In terms of what it is and how it works, I was surprised at the number of new things I learned in his session... since I have been back and forth over that spec many times in preparing my BPMN training. For example:

  • Tasks in BPMN have a Type attribute, with defined values Service (the default), Send, Receive, Script, User, Manual, Reference, Abstract, or None. Depending on the value of the Task Type, certain message flows to or from the task are prohibited, and certain other attributes are required. According to Stephen, any real BPMN tool should enforce these validation rules. I am sure many do not.
  • A message intermediate event in normal flow can either send or listen for a message event. You can't tell from the diagram (unless a message flow is drawn). This might be legal but it seems bad practice. I think less ambiguous to use a Send or Receive Task instead.
  • A sequence flow is "not a control flow" because the target activity could also be gated by other conditions, such as data flow. I dunno about this one.
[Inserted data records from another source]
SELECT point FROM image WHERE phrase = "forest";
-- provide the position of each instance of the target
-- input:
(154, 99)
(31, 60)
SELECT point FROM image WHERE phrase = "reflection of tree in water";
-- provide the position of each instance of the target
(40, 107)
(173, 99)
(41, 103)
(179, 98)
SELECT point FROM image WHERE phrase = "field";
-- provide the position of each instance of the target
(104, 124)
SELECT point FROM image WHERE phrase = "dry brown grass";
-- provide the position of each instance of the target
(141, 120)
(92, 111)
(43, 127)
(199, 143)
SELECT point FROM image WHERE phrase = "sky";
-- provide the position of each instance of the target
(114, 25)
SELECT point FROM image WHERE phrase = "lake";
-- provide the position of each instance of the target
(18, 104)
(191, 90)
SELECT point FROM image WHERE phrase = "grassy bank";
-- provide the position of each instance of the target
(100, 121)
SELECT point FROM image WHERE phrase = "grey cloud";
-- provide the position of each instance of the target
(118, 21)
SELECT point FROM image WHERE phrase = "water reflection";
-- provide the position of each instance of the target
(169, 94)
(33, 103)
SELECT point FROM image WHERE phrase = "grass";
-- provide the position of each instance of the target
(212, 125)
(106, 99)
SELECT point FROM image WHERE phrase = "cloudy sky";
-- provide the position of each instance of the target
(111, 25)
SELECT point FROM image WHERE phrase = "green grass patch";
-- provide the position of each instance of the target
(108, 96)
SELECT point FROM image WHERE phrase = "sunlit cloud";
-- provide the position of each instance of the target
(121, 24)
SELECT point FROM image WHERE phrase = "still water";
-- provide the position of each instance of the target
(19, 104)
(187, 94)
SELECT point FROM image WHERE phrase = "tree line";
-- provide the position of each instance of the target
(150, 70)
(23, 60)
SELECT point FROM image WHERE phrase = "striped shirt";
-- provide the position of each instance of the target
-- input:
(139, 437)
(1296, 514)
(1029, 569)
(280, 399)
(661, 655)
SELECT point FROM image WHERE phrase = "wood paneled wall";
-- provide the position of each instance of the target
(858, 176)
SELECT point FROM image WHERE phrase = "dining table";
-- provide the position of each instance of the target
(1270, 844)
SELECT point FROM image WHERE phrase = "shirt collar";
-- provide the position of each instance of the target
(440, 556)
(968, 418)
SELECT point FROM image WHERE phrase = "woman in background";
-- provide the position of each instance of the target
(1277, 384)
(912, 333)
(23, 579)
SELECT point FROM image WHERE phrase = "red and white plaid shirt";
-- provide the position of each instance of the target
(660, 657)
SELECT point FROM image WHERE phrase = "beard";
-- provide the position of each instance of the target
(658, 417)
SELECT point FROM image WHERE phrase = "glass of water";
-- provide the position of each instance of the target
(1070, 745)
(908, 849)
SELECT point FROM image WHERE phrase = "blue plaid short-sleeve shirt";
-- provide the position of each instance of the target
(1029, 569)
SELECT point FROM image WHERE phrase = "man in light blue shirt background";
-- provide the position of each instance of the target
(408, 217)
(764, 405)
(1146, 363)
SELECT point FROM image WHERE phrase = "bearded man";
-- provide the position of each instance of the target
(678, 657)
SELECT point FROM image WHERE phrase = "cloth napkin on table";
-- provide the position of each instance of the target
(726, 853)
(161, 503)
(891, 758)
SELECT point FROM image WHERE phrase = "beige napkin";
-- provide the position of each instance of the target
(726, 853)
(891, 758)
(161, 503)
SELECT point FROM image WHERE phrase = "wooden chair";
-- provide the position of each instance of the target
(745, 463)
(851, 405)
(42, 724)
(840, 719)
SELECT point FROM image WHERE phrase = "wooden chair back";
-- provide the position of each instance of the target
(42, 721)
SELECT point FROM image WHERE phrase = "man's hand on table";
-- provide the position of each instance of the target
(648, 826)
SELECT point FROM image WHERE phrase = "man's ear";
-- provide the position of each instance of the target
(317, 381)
All simulation engines assume a sequence flow is a control flow.
  • The exception flow from an error intermediate event can loop back to the same activity, essentially retrying it after the error handler. BPEL doesn't allow this; following the fault handler, BPEL re-enters the process flow after the activity (scope) where the fault was caught.
These might seem in-the-weeds details but it shows how complicated even a seemingly simple standard like BPMN can be to understand.

As far as where BPMN going, I was a bit underwhelmed. Rumors of an imminent BPMN 2.0 last summer were nowhere close to the truth. In spring of 2007 we should see BPMN 1.1, which makes minor tweaks to the current spec, cleaning up the semantics of details such as Link events and Exclusive Merge gateways. BPDM and a schema for BPMN? Don't hold your breath. When asked about this at his session, Stephen weakly offered WfMC's XPDL 2.0. That's not OMG's official position, obviously. But to me, OMG's lack of urgency on this issue is unconscionable. What about some kind of compliance guidelines, such as a list of MUST-SUPPORT objects and attributes? Today any tool that has rounded rectangles and swimlanes claims to be BPMN. Stephen was vague on this, but it sounded like a possibility. However, OMG will not be enforcing or certifying compliance.

BPMN 2.0 -- the version that brings in BPDM, choreography, etc. -- is still about two years away! The RFP should go out in the spring.